Putting the law in the palm of your hand

Joining the OpenGov Foundation Board of Directors

If you were walking around the sunny coastal town of Santa Cruz, California, in the middle of 2012, you might have seen a rather strange sight. Crouched over what appeared to be an massive green electrical box, a young woman, wearing a white lab coat and work goggles, wielding a can of paint. What was she doing? Trying to help you understand the city a little bit better.

Those green boxes were in fact bike storage units — lovingly put in place by the city government — but presented as more eyesore and than useful city service. The woman was a Code for America fellow named Tamara, who joined with some local friends to change that, hand painting clear and bold bike symbols on the storage units.

I love so much in this story, from Santa Cruz city government building modern transportation infrastructure, to Tamara opting for paint and goggles over keyboard and Photoshop. Proof that a little (sanctioned) graffiti can go a long way.

But at a deeper level, this story reminds me of a central challenge — and in fact opportunity — for governance: how do you actually get citizens engaged and informed? And in a democracy where government is supposed to work for the people, how do you make the most essential stuff of government — America’s legislation and laws, rules and regulations, and the countless decisions behind them — accessible, understandable, and useful to We the People? Questions like these led me to Code for America four years ago. And how CfA’s fellows, brigades, governments, and startups have begun to answer them amazes me.

About two years into Code for America, we were visited by Seamus Kraft, founder and Executive Director of the OpenGov Foundation, and what was meant to be a quick hello turned into a long and exciting conversation about how deeply aligned the organizations are. OpenGov, like CfA a non-profit, helps governments unearth their laws, codes, and legislation, which were previously buried deep within City Hall and replant them in the light of day: user-centric digital platforms that not only keep you informed but also help you to engage. (Tag line for one OpenGov project: “Legal codes, for humans.”) Their underlying belief is that for democracy to work, citizens must know the rules of the game, and how it’s being played. Most notably, they first built Madison for online crowd sourcing of federal legislation, and have since expanded the StateDecoded to upgrade how we access our laws, and started the AmericaDecoded network to bring those tools to scale across the country.

We quickly realized that CfA and OpenGov were working on two sides of the same coin: CfA was helping make the day-to-day of government – the bureaucracy -— more efficient and accessible; OpenGov was going after the underlying architecture, the policy and laws, that determine how the bureaucracy functions. Different layers of the same stack.

So the conversation quickly turned to this: how should we work together? (“Whether we should” was so obvious, it was implied.) Since then, it has been inspiring to see the way the CfA community has connected with The OpenGov Foundation’s tools: in San Francisco, for instance, the city and local brigade worked together to decode San Francisco’s laws, and they even hosted policy “hackathons” to collaboratively draft new legislation, bringing that bureaucracy-hacking mentality (for the first time I know of) into the policy realm. I think that’s really just the start of how we can think about changing the way policy is written once citizens have the transparency and context they need to be part of the process. Could you start helping cities write laws collaboratively across city lines? Could you start using data to make the laws smarter? And could you — to borrow Tim O’Reilly’s phrase, make the law more algorithmic and responsive to citizens’ needs? In these important questions, and others, OpenGov’s work is central. Because first things first: we need to know what the laws truly are.

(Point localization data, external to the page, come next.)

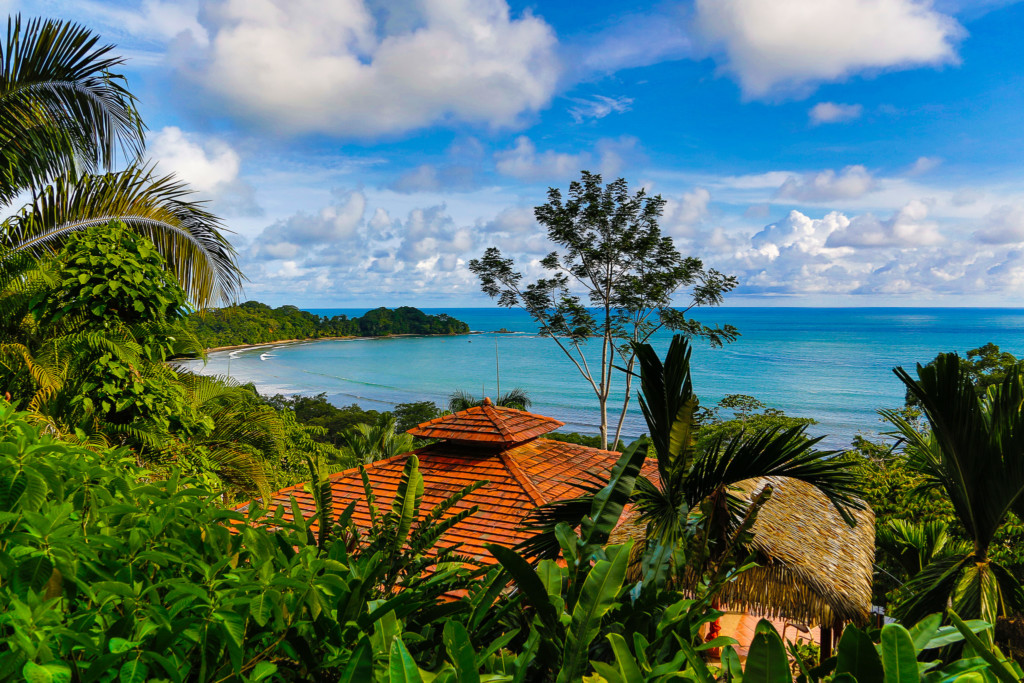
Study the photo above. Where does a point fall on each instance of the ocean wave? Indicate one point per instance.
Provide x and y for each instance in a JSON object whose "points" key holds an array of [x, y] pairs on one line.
{"points": [[347, 379]]}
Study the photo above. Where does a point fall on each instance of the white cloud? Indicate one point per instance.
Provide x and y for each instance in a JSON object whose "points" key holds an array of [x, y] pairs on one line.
{"points": [[598, 107], [334, 228], [205, 163], [907, 227], [1005, 224], [430, 232], [209, 165], [924, 165], [305, 66], [786, 45], [430, 178], [834, 113], [523, 162], [682, 216], [851, 182]]}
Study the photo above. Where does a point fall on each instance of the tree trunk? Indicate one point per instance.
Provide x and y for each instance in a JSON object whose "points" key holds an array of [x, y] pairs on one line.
{"points": [[626, 401]]}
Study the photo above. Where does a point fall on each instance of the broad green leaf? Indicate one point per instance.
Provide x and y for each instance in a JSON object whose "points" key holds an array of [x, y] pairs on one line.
{"points": [[857, 655], [731, 666], [261, 607], [133, 672], [461, 652], [47, 673], [899, 658], [526, 581], [263, 671], [407, 499], [767, 660], [597, 596], [401, 667], [360, 664], [629, 669], [923, 632], [608, 503], [997, 667]]}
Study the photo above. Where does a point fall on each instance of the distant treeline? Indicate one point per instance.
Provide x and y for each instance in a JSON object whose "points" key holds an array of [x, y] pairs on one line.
{"points": [[255, 323]]}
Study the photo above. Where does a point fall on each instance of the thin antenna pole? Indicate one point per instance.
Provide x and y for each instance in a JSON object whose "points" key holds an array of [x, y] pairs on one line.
{"points": [[498, 370]]}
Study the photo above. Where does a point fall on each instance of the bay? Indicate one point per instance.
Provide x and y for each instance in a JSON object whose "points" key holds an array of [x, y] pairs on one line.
{"points": [[834, 365]]}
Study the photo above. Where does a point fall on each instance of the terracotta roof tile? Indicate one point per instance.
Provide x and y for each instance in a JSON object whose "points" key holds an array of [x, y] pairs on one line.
{"points": [[489, 424], [520, 478]]}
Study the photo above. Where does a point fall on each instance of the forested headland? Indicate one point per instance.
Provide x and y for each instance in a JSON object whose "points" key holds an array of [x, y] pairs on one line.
{"points": [[255, 323]]}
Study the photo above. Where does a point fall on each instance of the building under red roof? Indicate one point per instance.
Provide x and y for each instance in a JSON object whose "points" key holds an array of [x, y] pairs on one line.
{"points": [[486, 442]]}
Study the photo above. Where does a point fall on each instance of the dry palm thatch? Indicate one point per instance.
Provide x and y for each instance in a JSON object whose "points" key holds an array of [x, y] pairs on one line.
{"points": [[813, 567]]}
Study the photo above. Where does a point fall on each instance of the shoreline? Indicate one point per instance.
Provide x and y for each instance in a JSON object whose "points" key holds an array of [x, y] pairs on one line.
{"points": [[239, 347]]}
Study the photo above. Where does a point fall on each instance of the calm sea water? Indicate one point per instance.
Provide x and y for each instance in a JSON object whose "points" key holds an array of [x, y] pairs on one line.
{"points": [[834, 365]]}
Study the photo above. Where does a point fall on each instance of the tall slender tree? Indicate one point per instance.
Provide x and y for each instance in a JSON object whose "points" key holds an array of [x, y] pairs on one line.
{"points": [[612, 283]]}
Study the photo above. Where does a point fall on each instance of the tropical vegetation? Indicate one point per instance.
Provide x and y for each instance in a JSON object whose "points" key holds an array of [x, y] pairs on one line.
{"points": [[610, 248], [254, 323], [133, 541]]}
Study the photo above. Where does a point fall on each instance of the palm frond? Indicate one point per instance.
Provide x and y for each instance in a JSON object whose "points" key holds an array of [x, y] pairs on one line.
{"points": [[187, 236], [59, 68], [774, 453]]}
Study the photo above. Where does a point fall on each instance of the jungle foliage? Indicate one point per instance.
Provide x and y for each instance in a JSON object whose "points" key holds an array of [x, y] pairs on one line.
{"points": [[109, 573], [255, 323]]}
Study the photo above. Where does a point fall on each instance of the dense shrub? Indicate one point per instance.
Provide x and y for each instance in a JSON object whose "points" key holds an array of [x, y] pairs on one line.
{"points": [[255, 323]]}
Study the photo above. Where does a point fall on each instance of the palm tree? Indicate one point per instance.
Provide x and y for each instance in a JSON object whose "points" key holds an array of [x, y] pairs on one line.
{"points": [[66, 118], [517, 398], [706, 482], [974, 452], [368, 443], [691, 515]]}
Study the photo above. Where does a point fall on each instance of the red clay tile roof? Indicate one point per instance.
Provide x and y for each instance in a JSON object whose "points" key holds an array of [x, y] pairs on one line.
{"points": [[520, 478], [489, 424]]}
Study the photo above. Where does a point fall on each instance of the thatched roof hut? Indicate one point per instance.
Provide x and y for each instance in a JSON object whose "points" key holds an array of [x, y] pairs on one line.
{"points": [[814, 567]]}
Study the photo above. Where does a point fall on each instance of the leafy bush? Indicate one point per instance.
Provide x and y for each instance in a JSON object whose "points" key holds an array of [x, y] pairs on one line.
{"points": [[109, 574]]}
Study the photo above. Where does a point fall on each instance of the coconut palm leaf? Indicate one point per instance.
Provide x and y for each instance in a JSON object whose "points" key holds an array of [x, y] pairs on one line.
{"points": [[61, 108], [975, 453], [186, 236]]}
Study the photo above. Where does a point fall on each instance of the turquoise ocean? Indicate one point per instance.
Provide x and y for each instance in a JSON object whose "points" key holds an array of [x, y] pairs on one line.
{"points": [[834, 365]]}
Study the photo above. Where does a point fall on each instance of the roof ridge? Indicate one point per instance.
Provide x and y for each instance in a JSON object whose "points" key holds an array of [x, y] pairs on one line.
{"points": [[521, 477], [496, 420]]}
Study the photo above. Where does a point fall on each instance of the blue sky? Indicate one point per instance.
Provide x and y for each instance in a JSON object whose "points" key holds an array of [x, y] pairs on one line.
{"points": [[825, 152]]}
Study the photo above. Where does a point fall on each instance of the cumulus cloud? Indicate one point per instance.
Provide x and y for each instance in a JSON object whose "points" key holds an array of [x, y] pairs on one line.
{"points": [[514, 230], [788, 44], [598, 107], [907, 227], [209, 165], [431, 178], [904, 255], [304, 66], [525, 163], [683, 216], [924, 165], [834, 113], [1004, 224], [851, 182], [333, 231], [430, 232]]}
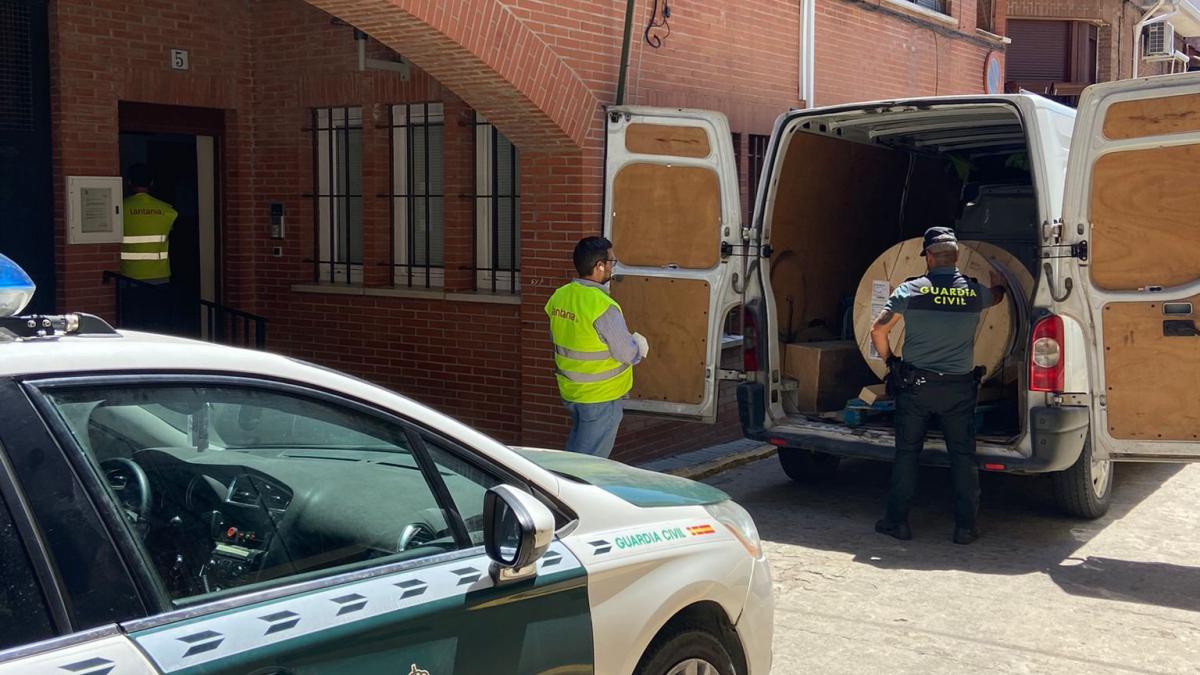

This is why I was so honored when Seamus and his co-founder — open government champion Congressman Darrell Issa — asked me to take a more formal role in helping The OpenGov Foundation. I’m pleased to share that I’ll be joining the Board of Directors, working closely with Seamus, Darrell and the rest of the Board. This is an impressive team with a profoundly important purpose; I’m excited to have a small role in helping push it forward.

Too often, we perceive government as something abstract, distant, and out of our grasp—something others concern themselves with, not each and all of us. There are few greater risks to democracy than that mindset. Our collective challenge must be to transform that perception, to make government something we can see and understand, to pull our public institutions closer to where they are meant to be: in our hands.